Understanding of the non-restoring square root algorithm

There is some mess in this pseudocode, but if we look to the article Modular array structure for non-restoring square root circuit by S. Samavi, A. Sadrabadi, A. Fanian which was used as the main idea for design, we can find the following pseudocode:

algorithm Non-restoring square root is input: 2n-bit operand X output: n-bit quotient Q, n-bit remainder R Step 1: R_0 = 0.x_1x_2; F_0 = 0.01; i = 1; Step 2: R_1 = R_0 - F_0; Step 3: If (R_i < 0) then (q_i ← 0; R_i ← R_i.x_{2i+1}x_{2i+2}; F_i ← 0.0...0q_1q_2...q_i11; R_{i+1} ← R_i + F_i;) Else (q_i ← 1; R_i ← R_i.x_{2i+1}x_{2i+2}; F_i ← 0.0...0q_1q_2...q_i01; R_{i+1} ← R_i - F_i;) Step 4: i ← i + 1; Step 5: If (i ≤ n) then (go to step 3) Else (Q = 0.q_1q_2q_3...q_n); End; 

The essential difference is that negative number is converted to the complement representation for output only. Intermediate negative value of $R_i$ is thought as minus sign and a positive value. That's why appending digits $x_{2i + 1}x_{2i + 2}$ to negative $R_i$ is equivalent to subtraction of $\overline{x_{2i + 1}x_{2i + 2}} \cdot 2^{-2i - 2}$ from $R_i$. In the way you understand the article you cite appending these digits is equivalent to addition of the same value, that doesn't seem to be correct.

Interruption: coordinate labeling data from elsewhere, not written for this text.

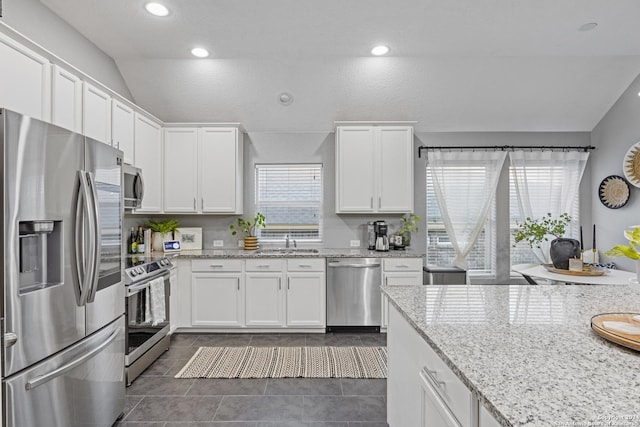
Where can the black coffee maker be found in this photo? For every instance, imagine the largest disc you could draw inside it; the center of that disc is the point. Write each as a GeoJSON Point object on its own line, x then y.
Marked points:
{"type": "Point", "coordinates": [382, 240]}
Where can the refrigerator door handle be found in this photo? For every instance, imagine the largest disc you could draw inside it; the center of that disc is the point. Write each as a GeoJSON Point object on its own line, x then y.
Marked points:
{"type": "Point", "coordinates": [79, 252]}
{"type": "Point", "coordinates": [44, 378]}
{"type": "Point", "coordinates": [95, 238]}
{"type": "Point", "coordinates": [139, 187]}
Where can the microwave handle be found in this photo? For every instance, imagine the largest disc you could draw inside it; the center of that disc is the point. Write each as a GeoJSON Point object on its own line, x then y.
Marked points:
{"type": "Point", "coordinates": [138, 187]}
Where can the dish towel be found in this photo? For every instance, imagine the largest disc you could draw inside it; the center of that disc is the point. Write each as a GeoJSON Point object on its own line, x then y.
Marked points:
{"type": "Point", "coordinates": [156, 301]}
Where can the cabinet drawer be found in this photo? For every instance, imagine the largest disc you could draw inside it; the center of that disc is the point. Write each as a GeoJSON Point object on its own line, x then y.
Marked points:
{"type": "Point", "coordinates": [457, 397]}
{"type": "Point", "coordinates": [212, 265]}
{"type": "Point", "coordinates": [402, 264]}
{"type": "Point", "coordinates": [306, 264]}
{"type": "Point", "coordinates": [264, 264]}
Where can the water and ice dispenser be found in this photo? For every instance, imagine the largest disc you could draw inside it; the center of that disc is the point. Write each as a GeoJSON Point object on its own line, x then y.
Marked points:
{"type": "Point", "coordinates": [40, 253]}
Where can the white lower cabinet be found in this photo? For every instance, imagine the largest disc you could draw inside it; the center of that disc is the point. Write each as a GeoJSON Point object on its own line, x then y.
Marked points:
{"type": "Point", "coordinates": [421, 389]}
{"type": "Point", "coordinates": [257, 293]}
{"type": "Point", "coordinates": [216, 293]}
{"type": "Point", "coordinates": [263, 293]}
{"type": "Point", "coordinates": [399, 272]}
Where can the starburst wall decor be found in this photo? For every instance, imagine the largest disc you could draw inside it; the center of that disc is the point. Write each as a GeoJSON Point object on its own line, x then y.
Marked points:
{"type": "Point", "coordinates": [631, 165]}
{"type": "Point", "coordinates": [614, 192]}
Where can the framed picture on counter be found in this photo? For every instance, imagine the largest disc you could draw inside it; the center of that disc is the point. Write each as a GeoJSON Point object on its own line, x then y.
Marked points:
{"type": "Point", "coordinates": [190, 237]}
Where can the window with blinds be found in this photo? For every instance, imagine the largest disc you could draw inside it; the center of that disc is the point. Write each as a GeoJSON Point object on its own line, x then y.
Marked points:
{"type": "Point", "coordinates": [440, 252]}
{"type": "Point", "coordinates": [543, 181]}
{"type": "Point", "coordinates": [290, 197]}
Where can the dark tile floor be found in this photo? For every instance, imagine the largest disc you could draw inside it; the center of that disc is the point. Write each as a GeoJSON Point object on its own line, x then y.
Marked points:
{"type": "Point", "coordinates": [158, 399]}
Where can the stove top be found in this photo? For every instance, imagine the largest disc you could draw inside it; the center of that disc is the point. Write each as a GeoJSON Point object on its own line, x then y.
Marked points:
{"type": "Point", "coordinates": [141, 268]}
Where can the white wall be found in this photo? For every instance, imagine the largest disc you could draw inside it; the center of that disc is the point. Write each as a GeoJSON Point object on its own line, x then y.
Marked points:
{"type": "Point", "coordinates": [618, 130]}
{"type": "Point", "coordinates": [37, 23]}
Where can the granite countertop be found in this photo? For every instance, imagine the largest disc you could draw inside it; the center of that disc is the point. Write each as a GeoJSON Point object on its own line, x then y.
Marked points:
{"type": "Point", "coordinates": [529, 352]}
{"type": "Point", "coordinates": [300, 253]}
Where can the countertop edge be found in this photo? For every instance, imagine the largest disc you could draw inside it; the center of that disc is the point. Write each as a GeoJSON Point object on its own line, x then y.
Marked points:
{"type": "Point", "coordinates": [468, 383]}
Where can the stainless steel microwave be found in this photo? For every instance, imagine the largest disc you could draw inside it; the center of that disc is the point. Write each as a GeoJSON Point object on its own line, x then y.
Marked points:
{"type": "Point", "coordinates": [132, 187]}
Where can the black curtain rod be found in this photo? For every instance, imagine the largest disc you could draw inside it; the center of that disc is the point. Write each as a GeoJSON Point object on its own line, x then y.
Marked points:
{"type": "Point", "coordinates": [509, 147]}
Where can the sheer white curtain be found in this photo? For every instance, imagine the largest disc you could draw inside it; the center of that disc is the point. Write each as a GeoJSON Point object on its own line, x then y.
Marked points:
{"type": "Point", "coordinates": [548, 182]}
{"type": "Point", "coordinates": [465, 185]}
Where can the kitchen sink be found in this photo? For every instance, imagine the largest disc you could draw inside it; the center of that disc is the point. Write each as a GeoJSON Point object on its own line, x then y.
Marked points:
{"type": "Point", "coordinates": [288, 251]}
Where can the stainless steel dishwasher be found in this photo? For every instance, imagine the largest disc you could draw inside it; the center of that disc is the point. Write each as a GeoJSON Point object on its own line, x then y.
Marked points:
{"type": "Point", "coordinates": [353, 293]}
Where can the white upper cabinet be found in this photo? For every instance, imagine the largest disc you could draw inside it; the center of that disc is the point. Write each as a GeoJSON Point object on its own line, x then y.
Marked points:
{"type": "Point", "coordinates": [355, 174]}
{"type": "Point", "coordinates": [374, 169]}
{"type": "Point", "coordinates": [148, 155]}
{"type": "Point", "coordinates": [25, 80]}
{"type": "Point", "coordinates": [96, 113]}
{"type": "Point", "coordinates": [221, 170]}
{"type": "Point", "coordinates": [122, 119]}
{"type": "Point", "coordinates": [66, 99]}
{"type": "Point", "coordinates": [203, 170]}
{"type": "Point", "coordinates": [180, 171]}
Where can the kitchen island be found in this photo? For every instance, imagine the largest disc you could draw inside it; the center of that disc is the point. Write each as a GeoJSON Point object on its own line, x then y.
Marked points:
{"type": "Point", "coordinates": [526, 355]}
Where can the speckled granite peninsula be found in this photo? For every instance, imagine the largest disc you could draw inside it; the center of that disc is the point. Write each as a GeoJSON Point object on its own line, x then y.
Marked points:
{"type": "Point", "coordinates": [528, 352]}
{"type": "Point", "coordinates": [298, 252]}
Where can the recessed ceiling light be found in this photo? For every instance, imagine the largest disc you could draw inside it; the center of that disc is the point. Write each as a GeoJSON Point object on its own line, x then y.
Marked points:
{"type": "Point", "coordinates": [199, 52]}
{"type": "Point", "coordinates": [380, 50]}
{"type": "Point", "coordinates": [156, 9]}
{"type": "Point", "coordinates": [588, 26]}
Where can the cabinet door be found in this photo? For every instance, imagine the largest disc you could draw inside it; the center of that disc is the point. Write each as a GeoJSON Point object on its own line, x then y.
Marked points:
{"type": "Point", "coordinates": [395, 171]}
{"type": "Point", "coordinates": [402, 279]}
{"type": "Point", "coordinates": [122, 129]}
{"type": "Point", "coordinates": [433, 411]}
{"type": "Point", "coordinates": [306, 293]}
{"type": "Point", "coordinates": [220, 165]}
{"type": "Point", "coordinates": [355, 174]}
{"type": "Point", "coordinates": [25, 80]}
{"type": "Point", "coordinates": [148, 155]}
{"type": "Point", "coordinates": [263, 299]}
{"type": "Point", "coordinates": [180, 169]}
{"type": "Point", "coordinates": [96, 113]}
{"type": "Point", "coordinates": [216, 299]}
{"type": "Point", "coordinates": [66, 105]}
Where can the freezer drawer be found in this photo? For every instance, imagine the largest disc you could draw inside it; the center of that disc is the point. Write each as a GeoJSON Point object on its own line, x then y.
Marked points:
{"type": "Point", "coordinates": [82, 386]}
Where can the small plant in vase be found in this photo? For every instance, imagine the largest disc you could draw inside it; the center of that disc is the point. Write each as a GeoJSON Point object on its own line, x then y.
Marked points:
{"type": "Point", "coordinates": [249, 227]}
{"type": "Point", "coordinates": [631, 251]}
{"type": "Point", "coordinates": [408, 225]}
{"type": "Point", "coordinates": [162, 230]}
{"type": "Point", "coordinates": [536, 231]}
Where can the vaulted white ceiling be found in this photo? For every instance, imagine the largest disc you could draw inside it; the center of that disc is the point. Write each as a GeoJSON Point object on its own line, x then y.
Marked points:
{"type": "Point", "coordinates": [455, 65]}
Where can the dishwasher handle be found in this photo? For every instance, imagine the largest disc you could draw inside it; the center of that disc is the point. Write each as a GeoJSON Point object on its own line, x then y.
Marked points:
{"type": "Point", "coordinates": [339, 265]}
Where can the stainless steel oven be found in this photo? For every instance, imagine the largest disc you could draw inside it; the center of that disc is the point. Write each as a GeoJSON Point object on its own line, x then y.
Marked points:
{"type": "Point", "coordinates": [147, 313]}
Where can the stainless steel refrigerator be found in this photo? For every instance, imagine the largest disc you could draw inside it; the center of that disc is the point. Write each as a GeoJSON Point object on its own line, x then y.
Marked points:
{"type": "Point", "coordinates": [63, 293]}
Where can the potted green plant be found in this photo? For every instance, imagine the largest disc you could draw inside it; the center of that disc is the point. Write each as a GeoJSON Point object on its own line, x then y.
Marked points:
{"type": "Point", "coordinates": [408, 224]}
{"type": "Point", "coordinates": [249, 227]}
{"type": "Point", "coordinates": [162, 230]}
{"type": "Point", "coordinates": [536, 231]}
{"type": "Point", "coordinates": [631, 250]}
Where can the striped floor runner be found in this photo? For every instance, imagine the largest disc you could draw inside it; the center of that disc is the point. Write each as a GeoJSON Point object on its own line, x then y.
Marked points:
{"type": "Point", "coordinates": [286, 362]}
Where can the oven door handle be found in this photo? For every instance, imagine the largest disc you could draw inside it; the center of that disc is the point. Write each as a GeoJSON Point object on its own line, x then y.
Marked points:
{"type": "Point", "coordinates": [131, 289]}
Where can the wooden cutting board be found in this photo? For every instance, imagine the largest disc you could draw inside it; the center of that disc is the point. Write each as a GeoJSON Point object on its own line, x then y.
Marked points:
{"type": "Point", "coordinates": [609, 325]}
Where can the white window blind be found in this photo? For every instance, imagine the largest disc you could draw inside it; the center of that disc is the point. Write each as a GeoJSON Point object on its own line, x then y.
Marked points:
{"type": "Point", "coordinates": [460, 179]}
{"type": "Point", "coordinates": [544, 184]}
{"type": "Point", "coordinates": [290, 197]}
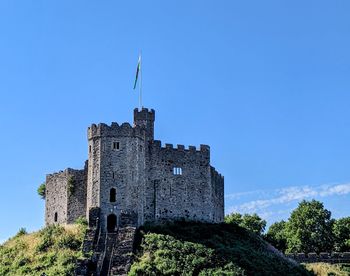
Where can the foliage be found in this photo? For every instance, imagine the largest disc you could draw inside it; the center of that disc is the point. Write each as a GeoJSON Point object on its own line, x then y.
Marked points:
{"type": "Point", "coordinates": [22, 231]}
{"type": "Point", "coordinates": [341, 232]}
{"type": "Point", "coordinates": [193, 248]}
{"type": "Point", "coordinates": [81, 221]}
{"type": "Point", "coordinates": [71, 185]}
{"type": "Point", "coordinates": [309, 228]}
{"type": "Point", "coordinates": [324, 269]}
{"type": "Point", "coordinates": [42, 190]}
{"type": "Point", "coordinates": [50, 251]}
{"type": "Point", "coordinates": [276, 235]}
{"type": "Point", "coordinates": [251, 222]}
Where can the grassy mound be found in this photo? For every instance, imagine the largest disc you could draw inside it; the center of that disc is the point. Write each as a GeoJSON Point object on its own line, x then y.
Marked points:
{"type": "Point", "coordinates": [52, 250]}
{"type": "Point", "coordinates": [324, 269]}
{"type": "Point", "coordinates": [190, 248]}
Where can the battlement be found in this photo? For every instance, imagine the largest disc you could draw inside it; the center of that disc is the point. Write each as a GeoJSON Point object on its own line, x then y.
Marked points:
{"type": "Point", "coordinates": [144, 114]}
{"type": "Point", "coordinates": [104, 130]}
{"type": "Point", "coordinates": [202, 148]}
{"type": "Point", "coordinates": [215, 173]}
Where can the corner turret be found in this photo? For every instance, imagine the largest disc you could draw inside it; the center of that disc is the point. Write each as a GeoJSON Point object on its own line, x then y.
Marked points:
{"type": "Point", "coordinates": [145, 118]}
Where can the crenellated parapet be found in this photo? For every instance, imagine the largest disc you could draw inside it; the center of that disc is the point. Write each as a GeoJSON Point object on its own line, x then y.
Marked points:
{"type": "Point", "coordinates": [113, 130]}
{"type": "Point", "coordinates": [215, 173]}
{"type": "Point", "coordinates": [144, 114]}
{"type": "Point", "coordinates": [203, 149]}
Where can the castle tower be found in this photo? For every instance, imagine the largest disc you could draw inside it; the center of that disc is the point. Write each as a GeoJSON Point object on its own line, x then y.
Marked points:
{"type": "Point", "coordinates": [116, 178]}
{"type": "Point", "coordinates": [145, 118]}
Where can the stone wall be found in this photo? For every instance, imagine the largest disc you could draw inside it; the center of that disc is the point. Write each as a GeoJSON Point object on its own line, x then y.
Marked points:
{"type": "Point", "coordinates": [76, 203]}
{"type": "Point", "coordinates": [127, 160]}
{"type": "Point", "coordinates": [117, 161]}
{"type": "Point", "coordinates": [68, 202]}
{"type": "Point", "coordinates": [217, 181]}
{"type": "Point", "coordinates": [189, 195]}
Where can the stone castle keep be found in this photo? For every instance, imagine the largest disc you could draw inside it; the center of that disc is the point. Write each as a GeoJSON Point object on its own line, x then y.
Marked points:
{"type": "Point", "coordinates": [130, 176]}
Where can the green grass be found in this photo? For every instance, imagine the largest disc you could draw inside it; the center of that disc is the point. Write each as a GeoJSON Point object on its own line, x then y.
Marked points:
{"type": "Point", "coordinates": [324, 269]}
{"type": "Point", "coordinates": [52, 250]}
{"type": "Point", "coordinates": [190, 248]}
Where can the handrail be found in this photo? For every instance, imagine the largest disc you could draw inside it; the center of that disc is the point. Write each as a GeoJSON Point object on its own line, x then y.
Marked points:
{"type": "Point", "coordinates": [104, 255]}
{"type": "Point", "coordinates": [99, 236]}
{"type": "Point", "coordinates": [112, 253]}
{"type": "Point", "coordinates": [110, 262]}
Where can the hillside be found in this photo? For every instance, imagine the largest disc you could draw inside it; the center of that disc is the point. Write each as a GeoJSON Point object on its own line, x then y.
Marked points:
{"type": "Point", "coordinates": [181, 248]}
{"type": "Point", "coordinates": [52, 250]}
{"type": "Point", "coordinates": [189, 248]}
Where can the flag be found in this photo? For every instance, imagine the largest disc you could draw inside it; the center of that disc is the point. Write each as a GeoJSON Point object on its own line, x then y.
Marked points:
{"type": "Point", "coordinates": [137, 71]}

Also it's a typo that the line 26 has $01$ at the end instead of $11$. However it is correct that for $n = 4$ there should $2$ leading zeroes. Try numbers with multiple $1$ digits in the square root to see that your "fix" doesn't work in general.

So the correct iterations of the algorithm should look like this:

$a = 73_{10} = 01001001_2$

$n = 8$

Step 1: initialization of $R$ and $F$ (line $2 \to 4$)

$R = 00000001$

$F = 00000001$

$R = R - F = 00000000$

Step 2: first iteration of the loop (line $15 \to 20$)

$i = n / 2 − 1 = 3$

$R \ge 0 \Rightarrow Y_{3} = 1$

$R = 00000000$ (shifting $R$ by two bits and appending $a_5$ and $a_4$)

$F = 0000 0101$

$R = R - F = 0000 0000 - 0000 0101 = -000 0101$

Step 3: second iteration of the loop (line $8 \to 13$)

$ i = 2 $

$ R < 0 \Rightarrow Y_2 = 0$

$ R = -0001 0110 $ (shifting $R$ by two bits and appending $a_3$ and $a_2$)

$ F = 0000 1011 $

$ R = R + F = -0001 0110 + 0000 1011 = -0000 1011$

Step 4: third iteration of the loop (line $8 \to 13$)

$ i = 1 $

$ R < 0 \Rightarrow Y_1 = 0 $

$ R = -0010 1101 $ (shifting $R$ by two bits and appending $a_1$ and $a_0$

$ F = 0001 0011 $

$ R = R + F = -0010 1101 + 0001 0011 = -0001 1010 $

Step 5: final remainder restoration (line $25 \to 28$)

$ R < 0 \Rightarrow Y_0 = 0 $

$ F = 0010 0011 $

$ R = R + F = -0001 1010 + 0010 0011 = 0000 1001 $

So $Y = 1000_2$ and $R = 1001_2$, that is exactly what you expect.